I've been a Missouri teacher for 30 years. Students have looked to their teachers for knowledge and guidance for years, but in a pandemic they are also looking for adults to be the voice of reason that says, "It's all going to be ok," and "you are more important than your test scores." To test amidst the health crisis and financial upheaval of the COVID-19 pandemic is to be oblivious to the stress and disquiet our students are experiencing. It will put undue pressure on an already overburdened system that is trying to reassure, educate, feed and provide services for our patrons on a shoestring budget.
Please let the professionals of this field, who have spent countless hours on professional education and development, and have dedicated their lives to this profession, lead the conversation instead of being at the whim of politicians who have an agenda that is not in support of Missouri children.
School districts, including my own, are working for students' social and emotional development first in order for academic development to really take hold and have meaning. Local districts should be able to chart their own progress this year so as to avoid unneeded pressure. Testing would upset timelines in this progress.
Five absent days used to be cause for concern. I have students that are missing 20-30 days ALREADY and we haven't reached our Winter break. Students need time with us! They need time to learn from their teacher, in person. They need me to formatively assess their learning and meet them at point of need. They need my redirection and communication. They need additional intervention, remediation, and extension time. State Testing takes weeks for school districts. We have to teach students how to use the program and how to use their test taking strategies on a program we don't use regularly. Then it takes weeks of our instruction to actually GIVE the tests. Students receive varying levels of accommodation that require them to be pulled from our classes during instructional time so that interventionists will have time to give all students what they need. State Testing is well intentioned, but NOT what is best for students.
I am a middle school teacher and have been for 25 years. Teaching this year has been so extraordinarily stressful. We are expected to make bricks without straw. During the school shutdown everyone said that they would support teachers and we'd have great funding. Now our budgets are slashed every time we turn around. I have students in the classrooms and I have students I'm teaching virtually all day long.
I'm worried about how I'm going to get everything across that the students need, especially when my students are almost half a year behind from where they should be with the shuts downs last Spring.
I'm terrified that more of my students and coworkers are going to get sick.
I'm worried that I'm going to get sick and die.
At this point, I can't even begin to think about how I'm going to prepare my students for a standardized test in the spring when we're all worried about getting sick, and my students are worried about how they're going to get a Christmas gift when their family hasn't been working for eight months.
Testing is the least important thing for my students to worry about right now.
This is the first year I've actually ever thought that I'm really not valued as a teacher. I don't think anyone is. I'm really considering leaving the profession after 19 years.
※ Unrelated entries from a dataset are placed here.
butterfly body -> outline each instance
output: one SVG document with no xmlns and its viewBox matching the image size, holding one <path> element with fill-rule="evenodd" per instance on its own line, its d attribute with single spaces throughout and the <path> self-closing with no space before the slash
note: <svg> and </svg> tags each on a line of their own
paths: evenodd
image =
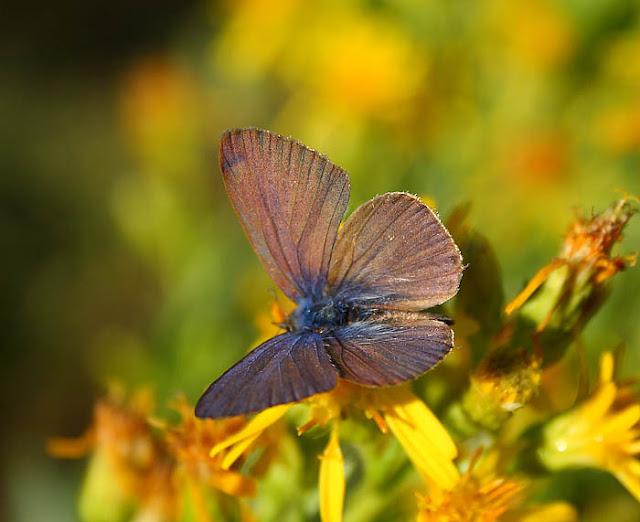
<svg viewBox="0 0 640 522">
<path fill-rule="evenodd" d="M 289 330 L 311 330 L 325 332 L 345 326 L 353 310 L 342 301 L 331 297 L 314 300 L 304 298 L 298 307 L 287 317 L 285 324 Z"/>
<path fill-rule="evenodd" d="M 248 128 L 220 139 L 227 192 L 263 266 L 297 305 L 286 331 L 227 370 L 199 417 L 253 413 L 333 389 L 390 386 L 453 348 L 450 321 L 425 309 L 453 297 L 460 251 L 435 213 L 404 192 L 345 221 L 349 176 L 295 140 Z"/>
<path fill-rule="evenodd" d="M 356 306 L 345 301 L 325 297 L 319 301 L 303 299 L 287 316 L 284 326 L 289 331 L 311 330 L 318 333 L 343 328 L 348 324 L 365 321 L 384 311 Z"/>
</svg>

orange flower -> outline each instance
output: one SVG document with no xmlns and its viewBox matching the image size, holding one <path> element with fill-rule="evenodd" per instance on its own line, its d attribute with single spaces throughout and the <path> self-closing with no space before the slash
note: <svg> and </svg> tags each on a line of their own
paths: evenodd
<svg viewBox="0 0 640 522">
<path fill-rule="evenodd" d="M 124 392 L 112 386 L 96 403 L 93 425 L 84 435 L 48 442 L 49 453 L 57 457 L 78 458 L 93 450 L 80 498 L 81 518 L 119 520 L 131 511 L 151 521 L 175 518 L 173 463 L 147 422 L 152 409 L 149 390 L 126 401 Z"/>
<path fill-rule="evenodd" d="M 243 419 L 197 419 L 184 398 L 173 406 L 181 420 L 169 425 L 150 418 L 153 402 L 148 390 L 127 401 L 122 390 L 113 387 L 96 403 L 94 423 L 84 435 L 49 441 L 54 456 L 77 458 L 92 452 L 80 500 L 81 518 L 121 520 L 136 513 L 150 522 L 185 516 L 210 522 L 212 512 L 222 509 L 215 507 L 216 492 L 234 497 L 255 494 L 253 476 L 271 462 L 278 433 L 272 429 L 252 439 L 254 446 L 267 450 L 252 460 L 248 472 L 253 476 L 247 476 L 224 465 L 228 455 L 209 455 L 213 445 L 244 428 Z M 248 445 L 235 447 L 231 458 L 237 466 L 244 465 L 250 451 Z M 242 503 L 238 507 L 249 519 L 248 508 Z"/>
<path fill-rule="evenodd" d="M 551 318 L 569 322 L 589 317 L 597 305 L 604 281 L 635 263 L 635 256 L 612 257 L 611 249 L 620 241 L 622 230 L 635 209 L 629 197 L 620 199 L 612 208 L 589 219 L 576 217 L 565 236 L 559 256 L 531 279 L 526 288 L 506 307 L 511 314 L 527 302 L 527 313 L 537 320 L 538 331 L 544 330 Z M 545 283 L 536 299 L 532 294 Z"/>
</svg>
This year has pushed me to the final edge. I do not feel valued at the district, state, and national level as an educator. My mental and physical health should be a priority, and it does not seem that they are. I have felt that I have been choosing between teaching and spending time with my family too often. We are currently teaching with packed classrooms during a pandemic because it’s what parents prefer. I have not felt safe this year teaching 25 sixth graders at a time where social distancing is impossible.
This is my 31st year of teaching, and I there are not words to express how much I regret my choice to continue past year 30. About one month ago, I printed my resignation with the intent to turn it in at semester. I have it sitting right here at my desk. I know I won't though, because I could not do that to the kids or to my district. However, I think about it every. single. day. This is not the job I signed up for.